Mais les couchers étaient une chose, les réveils étaient finalement les plus horribles parce que, c'est là, que la réalité te rattrape et te dis : ton père est mort, tu ne lui parleras plus jamais, tu n'entendras plus jamais le son de sa voix et tu ne le toucheras plus. Tout ça, c'est terminé ! Et le plus dur c'est que c'est si vrai et ça, faut encore l'accepter.

Dès le lendemain du décès c'était le début des hostilités. À peine je réalisais la gravité de la situation au réveil, que les appels fusaient.
J'étais encore chez tonton et un premier appel se fait entendre c'est l'hôpital.

- Oui bonjour madame. 

- Bonjour. 

- C'est l'hôpital, avez-vous commencé les démarches auprès des pompes funèbres ?

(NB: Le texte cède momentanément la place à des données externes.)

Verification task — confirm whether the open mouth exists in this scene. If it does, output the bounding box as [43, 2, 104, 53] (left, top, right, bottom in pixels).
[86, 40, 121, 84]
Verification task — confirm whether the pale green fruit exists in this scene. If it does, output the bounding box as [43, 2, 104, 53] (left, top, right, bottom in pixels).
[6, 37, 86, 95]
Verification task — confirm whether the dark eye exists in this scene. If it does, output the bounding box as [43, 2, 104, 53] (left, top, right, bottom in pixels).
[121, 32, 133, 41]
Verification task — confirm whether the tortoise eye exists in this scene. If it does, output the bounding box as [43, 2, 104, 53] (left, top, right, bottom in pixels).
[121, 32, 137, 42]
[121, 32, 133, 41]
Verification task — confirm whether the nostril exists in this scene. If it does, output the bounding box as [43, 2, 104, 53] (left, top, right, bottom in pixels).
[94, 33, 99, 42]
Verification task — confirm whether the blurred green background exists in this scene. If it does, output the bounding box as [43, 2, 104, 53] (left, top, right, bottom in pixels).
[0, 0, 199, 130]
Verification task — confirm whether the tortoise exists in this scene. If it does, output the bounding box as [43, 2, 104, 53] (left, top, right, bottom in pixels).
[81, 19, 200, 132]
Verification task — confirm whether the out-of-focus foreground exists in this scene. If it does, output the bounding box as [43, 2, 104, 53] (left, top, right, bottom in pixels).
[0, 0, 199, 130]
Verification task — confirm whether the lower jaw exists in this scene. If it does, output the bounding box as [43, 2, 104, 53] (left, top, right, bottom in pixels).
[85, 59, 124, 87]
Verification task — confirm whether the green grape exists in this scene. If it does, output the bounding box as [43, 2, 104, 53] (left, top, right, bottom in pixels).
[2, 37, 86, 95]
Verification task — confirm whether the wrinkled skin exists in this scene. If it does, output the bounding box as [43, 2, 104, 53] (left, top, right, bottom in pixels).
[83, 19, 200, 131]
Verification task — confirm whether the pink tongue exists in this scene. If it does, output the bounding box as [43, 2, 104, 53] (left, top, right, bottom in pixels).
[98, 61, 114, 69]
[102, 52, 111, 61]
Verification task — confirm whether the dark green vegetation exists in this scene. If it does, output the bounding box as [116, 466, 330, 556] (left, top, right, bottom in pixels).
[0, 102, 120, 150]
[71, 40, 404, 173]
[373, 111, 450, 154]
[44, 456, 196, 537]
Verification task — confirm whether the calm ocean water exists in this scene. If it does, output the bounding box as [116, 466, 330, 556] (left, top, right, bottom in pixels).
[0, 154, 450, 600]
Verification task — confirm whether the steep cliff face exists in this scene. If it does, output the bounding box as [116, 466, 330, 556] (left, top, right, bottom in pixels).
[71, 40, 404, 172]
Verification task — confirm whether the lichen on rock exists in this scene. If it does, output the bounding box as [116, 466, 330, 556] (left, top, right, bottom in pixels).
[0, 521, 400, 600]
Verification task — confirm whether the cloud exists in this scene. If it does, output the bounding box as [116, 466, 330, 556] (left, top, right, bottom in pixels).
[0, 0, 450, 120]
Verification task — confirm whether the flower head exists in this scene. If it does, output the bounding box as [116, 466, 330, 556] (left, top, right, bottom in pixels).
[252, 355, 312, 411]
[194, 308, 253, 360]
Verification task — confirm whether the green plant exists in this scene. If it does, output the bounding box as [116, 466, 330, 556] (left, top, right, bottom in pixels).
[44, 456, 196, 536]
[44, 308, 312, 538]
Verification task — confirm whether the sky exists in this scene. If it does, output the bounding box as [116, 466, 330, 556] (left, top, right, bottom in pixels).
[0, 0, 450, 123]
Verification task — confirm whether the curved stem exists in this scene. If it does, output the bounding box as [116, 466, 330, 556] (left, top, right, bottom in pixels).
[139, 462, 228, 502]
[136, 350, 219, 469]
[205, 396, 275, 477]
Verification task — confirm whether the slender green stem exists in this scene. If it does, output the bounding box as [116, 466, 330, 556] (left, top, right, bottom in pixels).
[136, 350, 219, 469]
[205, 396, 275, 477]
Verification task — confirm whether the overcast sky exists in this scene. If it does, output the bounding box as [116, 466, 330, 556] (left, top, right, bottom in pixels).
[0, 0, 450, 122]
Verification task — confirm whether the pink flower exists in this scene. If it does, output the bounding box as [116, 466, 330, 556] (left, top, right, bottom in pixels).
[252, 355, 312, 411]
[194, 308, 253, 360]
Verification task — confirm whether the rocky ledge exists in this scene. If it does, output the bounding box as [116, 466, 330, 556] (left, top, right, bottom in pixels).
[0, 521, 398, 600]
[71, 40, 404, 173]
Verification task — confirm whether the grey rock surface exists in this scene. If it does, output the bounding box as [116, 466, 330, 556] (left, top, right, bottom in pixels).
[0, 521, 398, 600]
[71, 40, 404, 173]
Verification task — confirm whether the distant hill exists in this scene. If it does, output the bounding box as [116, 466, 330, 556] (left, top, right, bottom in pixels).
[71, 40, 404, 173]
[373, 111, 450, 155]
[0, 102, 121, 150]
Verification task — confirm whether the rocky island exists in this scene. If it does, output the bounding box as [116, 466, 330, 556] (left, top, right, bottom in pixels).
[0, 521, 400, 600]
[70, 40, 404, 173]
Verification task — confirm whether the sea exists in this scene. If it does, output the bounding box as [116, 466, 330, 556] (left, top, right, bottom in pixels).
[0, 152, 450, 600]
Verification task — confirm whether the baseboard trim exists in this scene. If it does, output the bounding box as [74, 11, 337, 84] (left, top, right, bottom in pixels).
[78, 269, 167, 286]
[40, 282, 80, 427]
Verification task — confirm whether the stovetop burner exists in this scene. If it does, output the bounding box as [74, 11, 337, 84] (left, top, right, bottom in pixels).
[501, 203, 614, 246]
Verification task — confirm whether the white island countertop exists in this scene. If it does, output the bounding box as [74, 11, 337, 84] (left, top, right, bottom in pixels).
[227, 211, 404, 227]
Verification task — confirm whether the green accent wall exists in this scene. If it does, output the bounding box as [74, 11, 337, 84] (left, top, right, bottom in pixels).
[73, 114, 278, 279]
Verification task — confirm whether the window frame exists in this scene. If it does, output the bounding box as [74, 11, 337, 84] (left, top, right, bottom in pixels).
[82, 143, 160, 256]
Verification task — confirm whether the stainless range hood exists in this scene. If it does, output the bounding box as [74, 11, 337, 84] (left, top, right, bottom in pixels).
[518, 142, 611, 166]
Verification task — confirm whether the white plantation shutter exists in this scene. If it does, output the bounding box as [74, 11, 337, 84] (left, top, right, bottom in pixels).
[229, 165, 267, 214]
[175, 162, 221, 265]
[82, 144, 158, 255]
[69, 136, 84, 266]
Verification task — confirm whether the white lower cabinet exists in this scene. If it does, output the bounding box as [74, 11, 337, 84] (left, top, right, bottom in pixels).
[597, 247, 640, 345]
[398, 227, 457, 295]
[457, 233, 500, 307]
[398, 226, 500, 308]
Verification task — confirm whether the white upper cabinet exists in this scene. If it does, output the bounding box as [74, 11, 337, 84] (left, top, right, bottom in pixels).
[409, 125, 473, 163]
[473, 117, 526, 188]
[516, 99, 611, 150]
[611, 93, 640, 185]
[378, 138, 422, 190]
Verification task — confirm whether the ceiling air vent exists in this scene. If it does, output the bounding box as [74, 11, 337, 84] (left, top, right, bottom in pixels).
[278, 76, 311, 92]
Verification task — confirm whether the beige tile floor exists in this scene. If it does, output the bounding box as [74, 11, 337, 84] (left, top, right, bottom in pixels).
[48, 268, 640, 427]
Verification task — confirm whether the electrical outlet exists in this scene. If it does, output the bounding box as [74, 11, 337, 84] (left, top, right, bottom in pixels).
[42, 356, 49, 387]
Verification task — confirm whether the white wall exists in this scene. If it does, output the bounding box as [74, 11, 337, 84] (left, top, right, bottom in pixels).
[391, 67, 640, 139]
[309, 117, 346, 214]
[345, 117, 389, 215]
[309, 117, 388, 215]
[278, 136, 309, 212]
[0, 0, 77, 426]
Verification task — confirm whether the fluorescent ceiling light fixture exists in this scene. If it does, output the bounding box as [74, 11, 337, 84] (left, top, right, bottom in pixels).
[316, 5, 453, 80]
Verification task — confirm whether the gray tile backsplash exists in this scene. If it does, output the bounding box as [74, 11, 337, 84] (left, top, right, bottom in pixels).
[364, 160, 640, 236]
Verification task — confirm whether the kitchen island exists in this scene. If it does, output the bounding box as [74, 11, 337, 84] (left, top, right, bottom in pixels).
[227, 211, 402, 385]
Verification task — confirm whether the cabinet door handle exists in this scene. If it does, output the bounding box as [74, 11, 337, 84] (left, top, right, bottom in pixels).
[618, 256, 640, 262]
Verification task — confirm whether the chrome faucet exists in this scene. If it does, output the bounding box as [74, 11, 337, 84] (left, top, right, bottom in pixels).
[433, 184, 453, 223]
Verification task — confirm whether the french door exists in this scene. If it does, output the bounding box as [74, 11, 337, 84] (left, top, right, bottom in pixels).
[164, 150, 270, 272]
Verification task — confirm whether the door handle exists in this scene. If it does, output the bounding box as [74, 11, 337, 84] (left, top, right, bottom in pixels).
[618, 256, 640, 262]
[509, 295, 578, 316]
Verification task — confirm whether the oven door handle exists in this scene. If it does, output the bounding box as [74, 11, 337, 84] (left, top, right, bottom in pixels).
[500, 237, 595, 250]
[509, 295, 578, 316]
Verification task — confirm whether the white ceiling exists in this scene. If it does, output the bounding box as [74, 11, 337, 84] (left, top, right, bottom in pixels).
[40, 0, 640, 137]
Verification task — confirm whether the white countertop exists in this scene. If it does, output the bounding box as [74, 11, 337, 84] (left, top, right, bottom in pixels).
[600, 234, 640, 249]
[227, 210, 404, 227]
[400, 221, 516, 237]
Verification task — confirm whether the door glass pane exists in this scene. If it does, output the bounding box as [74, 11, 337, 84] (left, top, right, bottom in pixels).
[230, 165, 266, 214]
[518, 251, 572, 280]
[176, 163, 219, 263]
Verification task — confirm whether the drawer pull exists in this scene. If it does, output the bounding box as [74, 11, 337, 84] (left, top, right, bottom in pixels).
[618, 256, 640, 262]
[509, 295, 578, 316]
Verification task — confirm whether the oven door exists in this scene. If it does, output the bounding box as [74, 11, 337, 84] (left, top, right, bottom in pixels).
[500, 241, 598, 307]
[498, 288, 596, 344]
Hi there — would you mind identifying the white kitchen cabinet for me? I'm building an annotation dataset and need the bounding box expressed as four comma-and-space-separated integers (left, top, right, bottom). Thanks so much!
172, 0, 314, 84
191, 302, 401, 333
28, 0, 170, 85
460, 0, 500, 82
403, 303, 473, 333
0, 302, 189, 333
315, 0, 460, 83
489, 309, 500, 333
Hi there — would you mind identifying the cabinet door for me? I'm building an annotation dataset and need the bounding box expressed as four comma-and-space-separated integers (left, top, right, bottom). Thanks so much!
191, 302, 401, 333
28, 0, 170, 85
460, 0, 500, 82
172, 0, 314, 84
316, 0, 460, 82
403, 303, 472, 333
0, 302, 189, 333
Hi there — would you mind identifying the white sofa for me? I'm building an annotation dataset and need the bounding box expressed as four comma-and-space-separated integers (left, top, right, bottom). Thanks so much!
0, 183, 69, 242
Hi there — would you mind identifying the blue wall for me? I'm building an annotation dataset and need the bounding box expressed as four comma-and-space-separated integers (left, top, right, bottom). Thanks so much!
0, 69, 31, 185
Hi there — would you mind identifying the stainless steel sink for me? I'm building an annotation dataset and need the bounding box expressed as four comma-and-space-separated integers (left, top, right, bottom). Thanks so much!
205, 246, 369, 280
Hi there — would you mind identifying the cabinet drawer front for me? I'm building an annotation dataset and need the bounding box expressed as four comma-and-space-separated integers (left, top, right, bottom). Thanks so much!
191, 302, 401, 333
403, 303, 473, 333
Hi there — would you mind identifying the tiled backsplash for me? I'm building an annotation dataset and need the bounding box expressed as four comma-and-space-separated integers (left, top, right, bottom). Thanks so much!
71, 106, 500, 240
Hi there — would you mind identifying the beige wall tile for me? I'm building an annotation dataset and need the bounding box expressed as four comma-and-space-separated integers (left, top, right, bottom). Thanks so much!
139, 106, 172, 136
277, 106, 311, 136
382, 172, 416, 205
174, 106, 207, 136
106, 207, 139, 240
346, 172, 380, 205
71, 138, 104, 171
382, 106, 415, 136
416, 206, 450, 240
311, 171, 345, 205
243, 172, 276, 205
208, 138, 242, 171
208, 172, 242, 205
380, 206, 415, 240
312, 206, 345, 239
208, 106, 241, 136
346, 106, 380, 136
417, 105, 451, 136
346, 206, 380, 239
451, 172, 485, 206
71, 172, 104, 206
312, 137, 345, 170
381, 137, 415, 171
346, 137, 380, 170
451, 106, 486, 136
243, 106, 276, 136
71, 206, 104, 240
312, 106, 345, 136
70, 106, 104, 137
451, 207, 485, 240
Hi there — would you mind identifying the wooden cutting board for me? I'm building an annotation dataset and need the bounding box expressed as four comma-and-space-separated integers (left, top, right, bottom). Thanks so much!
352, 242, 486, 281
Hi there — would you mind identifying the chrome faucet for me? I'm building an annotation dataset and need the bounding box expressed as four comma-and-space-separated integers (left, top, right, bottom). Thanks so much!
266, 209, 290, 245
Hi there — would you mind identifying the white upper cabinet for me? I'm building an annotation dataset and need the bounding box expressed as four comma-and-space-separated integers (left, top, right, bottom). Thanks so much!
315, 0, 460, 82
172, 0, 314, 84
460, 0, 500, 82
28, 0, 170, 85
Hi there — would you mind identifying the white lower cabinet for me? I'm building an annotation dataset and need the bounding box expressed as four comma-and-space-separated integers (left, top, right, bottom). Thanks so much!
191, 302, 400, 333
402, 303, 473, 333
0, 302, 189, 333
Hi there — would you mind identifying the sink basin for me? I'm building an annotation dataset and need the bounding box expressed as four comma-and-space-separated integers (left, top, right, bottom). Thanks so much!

- Heu écoutez, nous avons appris le décès hier soir et j'ai déjà du mal à le réaliser.

- Je comprends mais là il faut agir vite vous savez on ne peut pas garder éternellement votre papa ici.

- Oui je sais bien mais vous savez, je ne sais pas trop comment procéder moi ...

- Vous devez vous mettre en relation avec les pompes funèbres qui devront récupérer le corps.

Quelle conne ! Tu peux arrêter de parler de mon père comme si c'était un objet! Tu peux le respecter. Je sais qu'ils font ça tous les jours et que c'est leur métier. Mais n'ont-ils pas des cours de tact dans leur formation ?

- Oui je comprends je vais appeler ma maman pour voir ça avec elle.

- Oui il faut agir vite parce qu'après 24H chez nous, la présence du corps de votre père vous sera facturer une certaine somme pour qu'on puisse le garder plus longtemps !

Mais elle me parle business là maintenant ?? Elle se fout de ma gueule ?? Je suis outrée qu'on puisse manquer d'empathie à ce point. 

- Alors vous savez, je n'ai que 22 ans je viens de perdre mon père de 46 ans et vous osez me parler pognon maintenant ?

- Pardon mademoiselle je ne m'étais pas rendu compte de mes propos !

- Au revoir !

Je lui raccroche au nez. Je n'en reviens pas. Comment peut-on me dire des choses pareilles. C'est insensé !

Nous finissons par appeler rapidement le service des pompes funèbres et tout est allé très vite. Dès le lendemain j'étais de retour à l'hôpital, nous devions récupérer les affaires personnelles de papou. Encore une étape parmi tant d'autres. Ce n'était que le début de la descente aux enfers.

Nous pouvions, si nous le souhaitions, aller voir papou à la morgue. Je déteste ce mot, je le trouve morbide à souhait. C'est la seule chose que je n'ai pas pu faire de tout le processus de prise en charge du corps jusqu'à la crémation.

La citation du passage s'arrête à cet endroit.